From the point of view of this Departments approval, prior or post, by the Contracting Parties is a desirable condition of any release from obligations under the agreement. If countries are to obtain releases, the releases should be controlled. Otherwise benefits obtained for export industry would be insecure.
Japan has no concessions to offer Australian trade seeing that most Australian exports enter Japan duty free. (However, she is talking of introducing a two-column tariff).
Wool is, of course, by far the most important item and Japan might take action against wool if we continue discrimination against her trade.

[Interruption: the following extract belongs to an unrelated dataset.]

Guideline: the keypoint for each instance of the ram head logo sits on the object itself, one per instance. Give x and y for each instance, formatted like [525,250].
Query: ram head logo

The facts that would tend to make Japan consider action against Australian wool are the heavy adverse balance in trade with Australia and the large outgoings for wool which brings in no export earnings but is required mainly for local consumption.
Any Japanese action that involved switching purchases away from Australia to other sources of supply would prove difficult for Japan as she would find it difficult to obtain elsewhere the large quantity of the types of wool she requires. She has stocks that would help her over a period of six months on a one shift basis.
Additionally it is considered that a reduction of purchases by Japan would not necessarily involve an undue reduction in Australian prices during the coming year. Demand for wool at present seems strong in relation to supplies.
Japanese support for the auctions has, however, been important in the post-war period, the more particularly as she competes with Bradford for the ‘bread and butter’ lines of the Australian clip.
In the long run, however, we should be concerned at any action that might strengthen the case for increased production of synthetics. There are no technical difficulties in switching wool processing machinery to synthetics and there seems to be considerable scope for Japanese industry to lower wool content to the level prevailing in the early post-war period. The important point in relation to increased use of synthetics is that Japan would be unlikely and probably unable to retrace any steps taken in that direction. To that extent negotiations after the event would face an impossible task.
It is true, of course, that action approved by the Contracting Parties might involve discrimination against Japan. But if this were approved by the Contracting Parties, Japan would not be legally entitled to discriminate in return. She could, of course, withdraw from the GATT, but in doing so she would lose the value of the GATT concessions and would know that the majority of countries that had voted against her in GATT would hold something the same views outside GATT.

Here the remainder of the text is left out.